Corn pasta is produced from corn flour and is a type of pasta that is wheat and gluten free, which is beneficial for consumers who are wheat and gluten intolerant. Corn pasta has a bright yellow color and provides a flavorful corn taste, but the texture is slightly grainier than pasta made from wheat flour. Several shapes of corn pasta are available, including spaghetti, elbow macaroni, and rotelli.

Corn Oil

Corn oil is extracted from the germ of the corn kernel. Refined corn oil is one of the best oils for frying, because it has a high smoke point. It has a light golden color and is almost tasteless and odorless, so it's a good choice for baking. It's widely used as a salad oil, and it's also the main ingredient in the production of margarine. Corn oil is high in polyunsaturated fat and monounsaturated fat, so it's healthier to use than oils with higher levels of saturated fat.

Corn Syrup

Corn syrup is a food sweetener processed from cornstarch.

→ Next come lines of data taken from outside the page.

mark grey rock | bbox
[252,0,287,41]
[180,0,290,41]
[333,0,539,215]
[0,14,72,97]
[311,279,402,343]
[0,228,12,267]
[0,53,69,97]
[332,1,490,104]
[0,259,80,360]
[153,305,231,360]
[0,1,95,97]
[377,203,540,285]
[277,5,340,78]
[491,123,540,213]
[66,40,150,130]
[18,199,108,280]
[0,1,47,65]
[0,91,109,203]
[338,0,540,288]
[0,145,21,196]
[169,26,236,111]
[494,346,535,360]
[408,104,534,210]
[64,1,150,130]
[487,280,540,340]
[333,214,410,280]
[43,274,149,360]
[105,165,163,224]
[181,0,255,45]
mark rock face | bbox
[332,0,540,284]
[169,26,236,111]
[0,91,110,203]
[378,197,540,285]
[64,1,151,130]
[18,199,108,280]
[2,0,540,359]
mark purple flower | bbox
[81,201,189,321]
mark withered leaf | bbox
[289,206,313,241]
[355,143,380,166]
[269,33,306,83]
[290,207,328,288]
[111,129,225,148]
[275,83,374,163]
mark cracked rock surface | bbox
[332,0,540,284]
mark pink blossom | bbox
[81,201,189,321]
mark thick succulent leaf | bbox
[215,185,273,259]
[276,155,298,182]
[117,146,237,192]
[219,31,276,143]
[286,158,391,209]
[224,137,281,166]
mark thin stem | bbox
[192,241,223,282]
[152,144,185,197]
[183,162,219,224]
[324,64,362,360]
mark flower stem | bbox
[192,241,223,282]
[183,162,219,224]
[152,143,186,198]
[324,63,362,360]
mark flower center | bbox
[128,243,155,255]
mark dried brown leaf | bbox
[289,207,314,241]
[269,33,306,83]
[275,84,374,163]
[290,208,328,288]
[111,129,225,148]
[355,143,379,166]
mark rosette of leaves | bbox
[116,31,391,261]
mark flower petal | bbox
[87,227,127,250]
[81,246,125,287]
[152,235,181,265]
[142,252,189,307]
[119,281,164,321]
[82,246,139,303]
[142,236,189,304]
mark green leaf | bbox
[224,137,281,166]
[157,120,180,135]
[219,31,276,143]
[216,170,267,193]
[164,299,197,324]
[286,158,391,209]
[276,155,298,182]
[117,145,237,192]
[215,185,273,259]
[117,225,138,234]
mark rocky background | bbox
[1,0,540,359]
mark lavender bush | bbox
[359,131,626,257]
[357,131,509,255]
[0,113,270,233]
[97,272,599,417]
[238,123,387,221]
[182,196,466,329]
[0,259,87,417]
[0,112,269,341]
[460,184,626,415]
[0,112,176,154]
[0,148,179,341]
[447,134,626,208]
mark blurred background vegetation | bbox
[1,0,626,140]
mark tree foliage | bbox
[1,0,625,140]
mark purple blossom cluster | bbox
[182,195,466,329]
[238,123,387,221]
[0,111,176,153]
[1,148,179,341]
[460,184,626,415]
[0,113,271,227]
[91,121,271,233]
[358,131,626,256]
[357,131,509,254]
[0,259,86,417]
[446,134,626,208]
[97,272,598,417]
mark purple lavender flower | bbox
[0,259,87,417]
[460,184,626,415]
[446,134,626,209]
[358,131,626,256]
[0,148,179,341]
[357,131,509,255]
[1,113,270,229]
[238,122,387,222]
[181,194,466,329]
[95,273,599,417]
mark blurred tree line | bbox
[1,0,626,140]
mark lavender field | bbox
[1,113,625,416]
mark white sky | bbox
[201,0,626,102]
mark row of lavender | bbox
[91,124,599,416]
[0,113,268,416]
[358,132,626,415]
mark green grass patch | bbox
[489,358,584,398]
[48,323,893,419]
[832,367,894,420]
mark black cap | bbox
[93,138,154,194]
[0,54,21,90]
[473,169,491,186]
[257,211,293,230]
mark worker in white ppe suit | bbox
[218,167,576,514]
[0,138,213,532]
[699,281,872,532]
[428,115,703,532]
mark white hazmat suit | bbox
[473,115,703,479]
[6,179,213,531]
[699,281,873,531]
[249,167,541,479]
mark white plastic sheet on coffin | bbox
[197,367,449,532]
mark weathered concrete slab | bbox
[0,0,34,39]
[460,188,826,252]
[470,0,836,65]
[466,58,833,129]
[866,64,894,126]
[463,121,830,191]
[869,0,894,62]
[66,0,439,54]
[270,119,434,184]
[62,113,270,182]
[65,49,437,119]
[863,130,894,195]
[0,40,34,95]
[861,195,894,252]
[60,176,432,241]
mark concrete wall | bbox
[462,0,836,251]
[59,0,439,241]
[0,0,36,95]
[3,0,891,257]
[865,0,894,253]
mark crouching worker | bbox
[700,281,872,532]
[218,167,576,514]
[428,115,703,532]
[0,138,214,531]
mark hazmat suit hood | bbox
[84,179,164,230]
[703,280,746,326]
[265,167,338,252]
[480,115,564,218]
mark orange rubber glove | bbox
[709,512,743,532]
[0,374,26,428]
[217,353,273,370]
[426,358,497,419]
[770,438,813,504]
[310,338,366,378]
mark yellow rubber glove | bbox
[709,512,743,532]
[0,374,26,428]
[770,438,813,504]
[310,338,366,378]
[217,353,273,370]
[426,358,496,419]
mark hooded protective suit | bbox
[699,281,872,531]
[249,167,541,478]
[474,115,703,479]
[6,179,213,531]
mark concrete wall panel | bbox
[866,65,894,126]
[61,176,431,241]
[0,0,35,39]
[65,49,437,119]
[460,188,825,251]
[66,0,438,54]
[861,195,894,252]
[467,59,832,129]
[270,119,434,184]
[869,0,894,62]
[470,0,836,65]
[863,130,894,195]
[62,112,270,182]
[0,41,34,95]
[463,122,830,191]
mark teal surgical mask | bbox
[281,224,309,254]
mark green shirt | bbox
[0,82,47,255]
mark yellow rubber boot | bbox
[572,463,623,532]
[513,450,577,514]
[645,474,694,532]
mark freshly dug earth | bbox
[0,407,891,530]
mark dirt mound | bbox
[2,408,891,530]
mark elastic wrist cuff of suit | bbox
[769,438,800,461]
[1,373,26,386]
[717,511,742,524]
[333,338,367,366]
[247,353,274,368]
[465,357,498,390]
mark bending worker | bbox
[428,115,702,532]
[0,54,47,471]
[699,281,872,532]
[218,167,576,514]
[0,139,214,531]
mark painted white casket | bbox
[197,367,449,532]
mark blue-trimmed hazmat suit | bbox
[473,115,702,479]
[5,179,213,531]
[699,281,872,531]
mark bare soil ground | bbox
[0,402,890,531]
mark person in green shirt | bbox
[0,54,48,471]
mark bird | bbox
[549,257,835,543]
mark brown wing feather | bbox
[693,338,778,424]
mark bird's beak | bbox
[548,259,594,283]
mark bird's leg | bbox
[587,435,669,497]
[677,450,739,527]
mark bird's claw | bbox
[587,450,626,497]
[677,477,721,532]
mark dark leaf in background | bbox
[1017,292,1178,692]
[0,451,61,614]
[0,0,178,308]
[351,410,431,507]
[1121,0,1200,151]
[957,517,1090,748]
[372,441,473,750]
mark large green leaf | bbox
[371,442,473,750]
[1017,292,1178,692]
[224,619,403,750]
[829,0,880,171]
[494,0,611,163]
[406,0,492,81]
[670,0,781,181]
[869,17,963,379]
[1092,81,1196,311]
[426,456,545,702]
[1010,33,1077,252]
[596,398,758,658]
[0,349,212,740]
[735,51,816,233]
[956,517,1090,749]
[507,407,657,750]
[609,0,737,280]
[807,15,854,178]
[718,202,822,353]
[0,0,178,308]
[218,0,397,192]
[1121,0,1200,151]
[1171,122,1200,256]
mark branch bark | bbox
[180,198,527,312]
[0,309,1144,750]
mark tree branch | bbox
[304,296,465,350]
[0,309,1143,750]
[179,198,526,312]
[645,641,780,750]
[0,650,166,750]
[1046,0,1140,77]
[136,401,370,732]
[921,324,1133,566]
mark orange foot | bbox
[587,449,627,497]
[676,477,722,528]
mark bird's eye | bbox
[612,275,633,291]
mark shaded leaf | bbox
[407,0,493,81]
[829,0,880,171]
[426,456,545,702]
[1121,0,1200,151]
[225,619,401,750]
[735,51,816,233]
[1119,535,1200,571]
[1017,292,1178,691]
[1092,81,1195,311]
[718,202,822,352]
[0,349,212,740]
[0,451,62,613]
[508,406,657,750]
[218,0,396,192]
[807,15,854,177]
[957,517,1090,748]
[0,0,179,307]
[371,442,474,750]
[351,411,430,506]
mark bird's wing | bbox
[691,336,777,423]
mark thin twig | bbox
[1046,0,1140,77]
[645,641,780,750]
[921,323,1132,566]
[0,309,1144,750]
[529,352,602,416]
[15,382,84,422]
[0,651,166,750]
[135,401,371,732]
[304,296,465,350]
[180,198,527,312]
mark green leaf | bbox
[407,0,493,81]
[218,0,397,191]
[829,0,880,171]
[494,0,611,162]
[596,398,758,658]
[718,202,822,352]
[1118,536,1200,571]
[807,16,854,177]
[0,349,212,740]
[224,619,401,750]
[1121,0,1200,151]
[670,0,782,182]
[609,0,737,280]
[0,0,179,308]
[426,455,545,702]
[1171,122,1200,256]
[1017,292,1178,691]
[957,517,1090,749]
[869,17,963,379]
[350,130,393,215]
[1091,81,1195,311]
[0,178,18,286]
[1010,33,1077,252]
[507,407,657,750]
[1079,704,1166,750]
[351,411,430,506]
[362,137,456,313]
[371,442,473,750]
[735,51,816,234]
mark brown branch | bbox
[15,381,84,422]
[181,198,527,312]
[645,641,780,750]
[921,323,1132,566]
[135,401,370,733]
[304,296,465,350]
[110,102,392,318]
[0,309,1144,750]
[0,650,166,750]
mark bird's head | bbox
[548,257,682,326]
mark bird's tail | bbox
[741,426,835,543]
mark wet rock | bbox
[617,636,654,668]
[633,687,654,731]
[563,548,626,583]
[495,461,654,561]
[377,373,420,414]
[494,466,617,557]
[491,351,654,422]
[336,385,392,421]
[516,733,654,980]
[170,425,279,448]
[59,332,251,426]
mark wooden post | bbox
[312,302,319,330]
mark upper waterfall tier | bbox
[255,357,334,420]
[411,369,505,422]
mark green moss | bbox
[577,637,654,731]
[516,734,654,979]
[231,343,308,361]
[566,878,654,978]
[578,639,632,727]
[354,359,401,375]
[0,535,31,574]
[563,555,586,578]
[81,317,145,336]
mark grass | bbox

It is very sweet and the consistency is thick and sticky. It is commercially produced in both light and dark varieties. Light corn syrup is clarified, which gives it a clear appearance. Dark corn syrup is flavored with caramel, which gives it a sweeter taste and a deeper color. Both light and dark corn syrups are commonly used for preparing numerous candies and desserts.

Light Corn Syrup and Dark Corn Syrup

Decorative Corn

Decorative corn (flint corn) consists of colorful arrays of hard kernels that are grown mainly for their decorative appeal. The decorative ears are often referred to as "Indian corn" and contain kernels of vibrant colors ranging from yellow, orange, and red to blue, purple, and black. Decorative corn is often used for seasonal displays during the months following the harvesting of corn crops, and it's also ground into meal for use as a food product.

Other Corn Products

Other edible products made from corn include cereals; other snacks made from corn, such as corn nuts and roasted sweet corn kernels; and beverages, including soft drinks and alcoholic drinks.